雑記帖

存在します

ブループリント

ぼくはおこ、おこ、おこ、おこってるんだよ! と叫んでいる子供を見た。「おこっている」と初めて言ったのかな、と思った。わたしは怒っている。確かにあまり言ったことがないように感じる。「腹が立つ」のほうがまだしも言った覚えがある。言い覚えがある、とわたしの憧れた言葉使い師であればそう言うだろう。言葉を生み出すことができる最後の世代だった。長生きしすぎたことをつねづね悔いている。毒杯をあおぐのに必要なのは勇気ではなく倫理だった。
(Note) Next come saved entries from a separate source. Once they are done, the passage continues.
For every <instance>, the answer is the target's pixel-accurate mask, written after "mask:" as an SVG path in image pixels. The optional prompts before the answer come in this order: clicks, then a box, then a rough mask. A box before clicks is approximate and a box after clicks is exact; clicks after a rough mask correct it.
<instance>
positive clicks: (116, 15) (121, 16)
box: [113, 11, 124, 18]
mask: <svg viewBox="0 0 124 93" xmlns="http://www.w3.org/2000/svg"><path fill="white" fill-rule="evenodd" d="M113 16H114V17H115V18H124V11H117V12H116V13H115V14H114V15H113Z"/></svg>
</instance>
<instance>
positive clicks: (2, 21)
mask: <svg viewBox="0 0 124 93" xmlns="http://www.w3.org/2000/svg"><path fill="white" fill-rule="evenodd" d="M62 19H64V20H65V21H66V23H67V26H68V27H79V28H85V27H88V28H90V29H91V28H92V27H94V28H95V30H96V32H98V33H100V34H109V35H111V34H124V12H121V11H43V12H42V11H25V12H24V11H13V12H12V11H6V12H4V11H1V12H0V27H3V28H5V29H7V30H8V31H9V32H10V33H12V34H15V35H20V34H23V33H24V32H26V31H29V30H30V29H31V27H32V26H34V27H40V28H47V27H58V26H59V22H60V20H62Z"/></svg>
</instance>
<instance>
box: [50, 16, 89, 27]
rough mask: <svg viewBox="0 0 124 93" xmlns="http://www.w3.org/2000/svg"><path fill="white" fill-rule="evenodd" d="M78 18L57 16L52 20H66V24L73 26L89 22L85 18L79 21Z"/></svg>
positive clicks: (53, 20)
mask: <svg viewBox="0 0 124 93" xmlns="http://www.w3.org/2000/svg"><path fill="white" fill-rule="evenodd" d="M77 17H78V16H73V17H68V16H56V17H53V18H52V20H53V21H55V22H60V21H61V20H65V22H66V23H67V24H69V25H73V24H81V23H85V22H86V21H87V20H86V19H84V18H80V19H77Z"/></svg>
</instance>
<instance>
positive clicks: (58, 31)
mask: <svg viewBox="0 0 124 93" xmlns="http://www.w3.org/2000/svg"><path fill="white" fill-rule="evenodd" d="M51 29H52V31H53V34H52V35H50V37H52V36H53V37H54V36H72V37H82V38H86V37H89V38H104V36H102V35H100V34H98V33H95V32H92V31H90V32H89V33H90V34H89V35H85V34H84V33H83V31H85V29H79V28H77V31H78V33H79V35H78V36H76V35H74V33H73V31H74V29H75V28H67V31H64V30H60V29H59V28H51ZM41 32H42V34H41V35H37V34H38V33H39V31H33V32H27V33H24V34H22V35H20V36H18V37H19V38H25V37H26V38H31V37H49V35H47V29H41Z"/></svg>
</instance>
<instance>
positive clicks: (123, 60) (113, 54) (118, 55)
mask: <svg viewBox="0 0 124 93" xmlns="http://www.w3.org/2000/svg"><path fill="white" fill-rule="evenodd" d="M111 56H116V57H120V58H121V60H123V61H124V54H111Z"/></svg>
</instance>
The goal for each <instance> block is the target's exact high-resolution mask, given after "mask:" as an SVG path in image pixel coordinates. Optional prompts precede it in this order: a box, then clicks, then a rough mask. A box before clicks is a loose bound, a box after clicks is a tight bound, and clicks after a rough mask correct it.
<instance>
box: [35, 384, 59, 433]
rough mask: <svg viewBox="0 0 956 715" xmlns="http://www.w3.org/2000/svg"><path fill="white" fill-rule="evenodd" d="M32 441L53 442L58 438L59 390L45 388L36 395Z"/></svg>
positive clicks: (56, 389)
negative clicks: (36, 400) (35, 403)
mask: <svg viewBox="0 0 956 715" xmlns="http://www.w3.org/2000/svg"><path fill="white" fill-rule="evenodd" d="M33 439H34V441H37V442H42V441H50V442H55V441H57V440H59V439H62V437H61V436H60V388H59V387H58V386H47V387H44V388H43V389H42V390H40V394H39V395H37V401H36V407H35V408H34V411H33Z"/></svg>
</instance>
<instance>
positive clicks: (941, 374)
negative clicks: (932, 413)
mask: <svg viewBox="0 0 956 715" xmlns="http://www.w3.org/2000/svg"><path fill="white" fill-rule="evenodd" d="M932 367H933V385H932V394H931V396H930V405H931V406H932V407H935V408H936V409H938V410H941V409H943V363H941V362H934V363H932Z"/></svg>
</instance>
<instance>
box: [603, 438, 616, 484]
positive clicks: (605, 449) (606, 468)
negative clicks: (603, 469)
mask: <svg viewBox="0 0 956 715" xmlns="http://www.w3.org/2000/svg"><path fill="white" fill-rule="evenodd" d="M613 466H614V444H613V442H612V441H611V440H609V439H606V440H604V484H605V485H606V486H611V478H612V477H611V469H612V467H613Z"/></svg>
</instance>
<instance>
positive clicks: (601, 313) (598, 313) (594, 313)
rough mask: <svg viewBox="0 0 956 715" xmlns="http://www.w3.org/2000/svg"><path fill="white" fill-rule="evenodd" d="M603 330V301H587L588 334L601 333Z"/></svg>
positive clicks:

勇気も必要だ。何といっても毒杯をあおぐのだから。誰かに死ねと命じられたことがある。その命令を発した人には、それが命令であるという自覚さえなかったかもしれない。命令形とはよく言ったものだと思う。誰かが死んで終わった世界があるとして、それはこの世界ではない。この世界ではまだ誰一人、死ぬことによって世界を終わらせるに足る力を得た人はいない。だから毒杯をあおぐのに必要なのは倫理なのだ。徹底的に個人であることのために死ぬことを望むのであれば腐乱死体をこうして今片付けさせられているのが誰なのかもう少し考えたほうがよかったのではないかと思うけれど、でもそれは清掃人の常套句でしかない。薔薇が散り敷いていて綺麗だと思う。組み立てるのに必要なのりの量は二百リットル、ちょうどお風呂一杯分くらいなので、手持ちのお金でなんとか用意できるだろうか。貯金が減ることを恐れるのはくだらない。寿命が減るのを恐れるのも同じようにくだらないけれど、切実さという意味ではまだましだ。過去の天気を調べる機会があったので、自分の生まれた日の天気をついでに調べてみることにした。朝は晴れていて、午後から雪がちらついたらしい。燭台を持って部屋に入ると、子供がまだ眠れずに不安そうな顔でこちらを見ているのが見えた。大丈夫、きっときみは立派なお兄ちゃんになれるはずだから、安心して眠るといいよ。もうかなり前の記憶だ。洞窟を抜けたら霧の向こうに建物が見えた。ゴシック様式で石造りの、やや不安定げなプロポーションだった。自分の足音がやけによく聞こえた。階段を上って、エレベーターでさらに上の階に行き、また階段を上って、またエレベーターを使った。道路の立体交差が遠くに見えた。家が壊れる時の音ってどんな音だったっけ、と尋ねられたので、リフォーム番組を見るといいよ、と答える。戦争の記憶を死ぬまでに書き残しておかなくてはいけない。一日に一万字を書いて一年を過ごし、手元にはきっと三百六十五万字の紙束がある。すると今度はそれを一日に一万字ずつ消していかなくてはいけなかったので、もう一年経ったらそこには一字も残っていなかった。閏年が四年に一度訪れるので、書いて消して書いて消してと繰り返していくと、四年で一万字が残るようになる。閏年は四百年に九十七回訪れるので、四百年後には九十七万字も書けていることになるのだと思うとかなりのものだ。ひもを引くと食べ物が落ちてくる装置だった。実際は、ひもを引くとそれを見たわたしが食べ物を落としているだけだったのだけれど、それでも装置としてはなかなかよくできていて、引き具合の調整などには職人技が要求される。いっそ燃やしてしまおうと思った。自分の思っていることを正確に言葉にするために日々言葉について考えているというようなモデルは素朴にすぎ、自分が思っていることなどもうずっとわかっていた。わたしは世界を作るために言葉を書いている。わたしはその天ぷらをしゃくと食べた。